Even though Spain has been his home for almost two decades, Lionel Messi has always emphasized his deep ties to Rosario, the city where he was born and where part of his family still lives. Partly for that reason, no doubt, "La Pulga," or "The Flea," as Messi is sometimes called, returned to his hometown last summer to tie the knot at the City Center with Antonella, with whom he already has two children. Rosario's provincial airport suddenly found itself packed with private jets for the event, with the bride and groom having invited 260 guests, including almost all members of both the Argentinian national team and of FC Barcelona. A tabloid paper calculated that the market value of all the professional players in attendance exceeded 2 billion euros.

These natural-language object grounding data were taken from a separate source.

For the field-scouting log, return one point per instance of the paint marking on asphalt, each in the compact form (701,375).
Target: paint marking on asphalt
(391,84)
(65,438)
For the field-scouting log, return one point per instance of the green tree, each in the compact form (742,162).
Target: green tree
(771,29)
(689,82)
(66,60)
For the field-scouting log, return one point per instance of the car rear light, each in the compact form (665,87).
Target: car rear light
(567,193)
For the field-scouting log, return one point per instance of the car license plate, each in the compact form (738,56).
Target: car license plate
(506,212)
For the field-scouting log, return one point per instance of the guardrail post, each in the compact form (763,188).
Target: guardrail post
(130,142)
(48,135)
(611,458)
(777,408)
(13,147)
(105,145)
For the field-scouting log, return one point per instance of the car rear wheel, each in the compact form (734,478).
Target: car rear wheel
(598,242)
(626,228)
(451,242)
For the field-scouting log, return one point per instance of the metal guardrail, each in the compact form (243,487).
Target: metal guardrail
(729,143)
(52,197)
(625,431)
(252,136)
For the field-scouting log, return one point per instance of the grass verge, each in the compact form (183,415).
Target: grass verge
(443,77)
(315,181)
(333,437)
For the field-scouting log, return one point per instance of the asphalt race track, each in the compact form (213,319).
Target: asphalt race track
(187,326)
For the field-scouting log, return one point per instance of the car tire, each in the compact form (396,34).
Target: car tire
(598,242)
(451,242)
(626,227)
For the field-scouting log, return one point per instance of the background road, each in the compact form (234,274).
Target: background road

June 30 was a day in the public limelight for Lionel Messi. But the events that took place on that same day in Barcelona were strictly confidential.

And they have remained so. Until now.


Messi's new contracts, extending his tenure at FC Barcelona until 2021, were dated to the day of the star player's wedding. The deal was preceded by difficult negotiations. The old contract had been set to expire in summer 2018, at which point Messi would have been available without the need to pay a transfer fee, a horror scenario for every Barça fan.

This deep foreboding felt by FC Barcelona executives - that they would have to explain to angry fans how they ended up without their idol and without a transfer sum - is reflected in the contracts, which DER SPIEGEL has obtained. For the first time ever, a club has guaranteed a player an annual income of more than 100 million euros. By comparison, the annual revenues of a club like the German team Werder Bremen are around 120 million euros in total, from which the club must pay its entire personnel in addition to other operating costs.

Such is the gap between middle-class clubs like Bremen, which found success on the European stage as recently as the 1990s, and the gleaming global brands of today, teams that hungrily snap up the best players in the world. And this chasm is growing deeper and deeper. The turbo capitalism seen in recent years has ratcheted up the earning potential of the world's best players to obscene levels.